It’s said that a mathematician can’t do up zis shoelaces because there are too many different possible ways to do it. I used to have that problem so now wear shoes without laces.
I’m having much the same problem with carpentry.
My arrangement is as follows.
7 pieces of timber, 2 long and 5 short. Because the ends may have slight bevels, or there may be a bit of bowing or twist, the pieces aren’t identical.
It turns out that there are 983040 fundamentally different ways to arrange the seven pieces of timber into this shape. Each of the seven pieces can be flipped side to side or end to end, 4 rotational states, giving 4^7 = 16384 different piece rotations. On top of that there are 5! = 120 different ways to arrange the short pieces and 2 ways to arrange the long pieces. Taking out a factor of 4 for symmetry that gives 4^7 * 120 * 2 / 4 = 983040 fundamentally different ways to make the shape.

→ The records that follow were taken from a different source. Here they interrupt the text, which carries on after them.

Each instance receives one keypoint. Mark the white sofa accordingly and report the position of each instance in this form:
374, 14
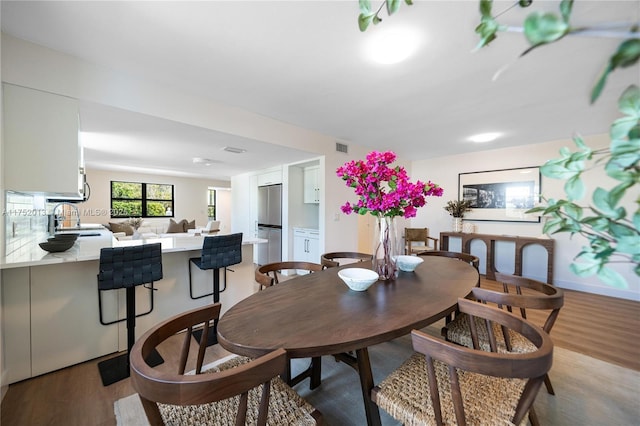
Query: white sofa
154, 228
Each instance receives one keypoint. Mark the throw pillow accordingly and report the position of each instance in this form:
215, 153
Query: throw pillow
174, 227
121, 227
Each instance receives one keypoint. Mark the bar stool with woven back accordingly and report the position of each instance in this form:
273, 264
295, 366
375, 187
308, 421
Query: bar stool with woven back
218, 252
126, 268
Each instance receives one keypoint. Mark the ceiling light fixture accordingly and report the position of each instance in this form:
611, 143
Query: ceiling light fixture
485, 137
392, 46
234, 150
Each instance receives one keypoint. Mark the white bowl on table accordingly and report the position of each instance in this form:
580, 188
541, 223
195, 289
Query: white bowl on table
358, 279
408, 263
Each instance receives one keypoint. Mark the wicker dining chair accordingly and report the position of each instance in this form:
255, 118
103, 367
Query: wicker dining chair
417, 240
235, 391
268, 275
445, 383
526, 294
331, 260
465, 257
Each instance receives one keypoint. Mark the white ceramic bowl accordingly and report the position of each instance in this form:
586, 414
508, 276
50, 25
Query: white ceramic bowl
408, 263
358, 279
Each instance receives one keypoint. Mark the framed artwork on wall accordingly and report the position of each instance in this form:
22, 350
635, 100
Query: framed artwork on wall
501, 195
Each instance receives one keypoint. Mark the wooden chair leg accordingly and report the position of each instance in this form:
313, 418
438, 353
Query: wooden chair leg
533, 417
547, 383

As a mathematician, I can’t try all the options to find the best arrangement (minimal gaps where pieces join, minimal overall bend and twist).
As a carpenter?
Perhaps use the longest of the short pieces at the ends with the bevels chosen to match the twists of the long members, then slot the remaining three short pieces in place?
Or longest short piece at one end and shortest short piece at the other, and arrange in order of length then rotate to minimise gaps?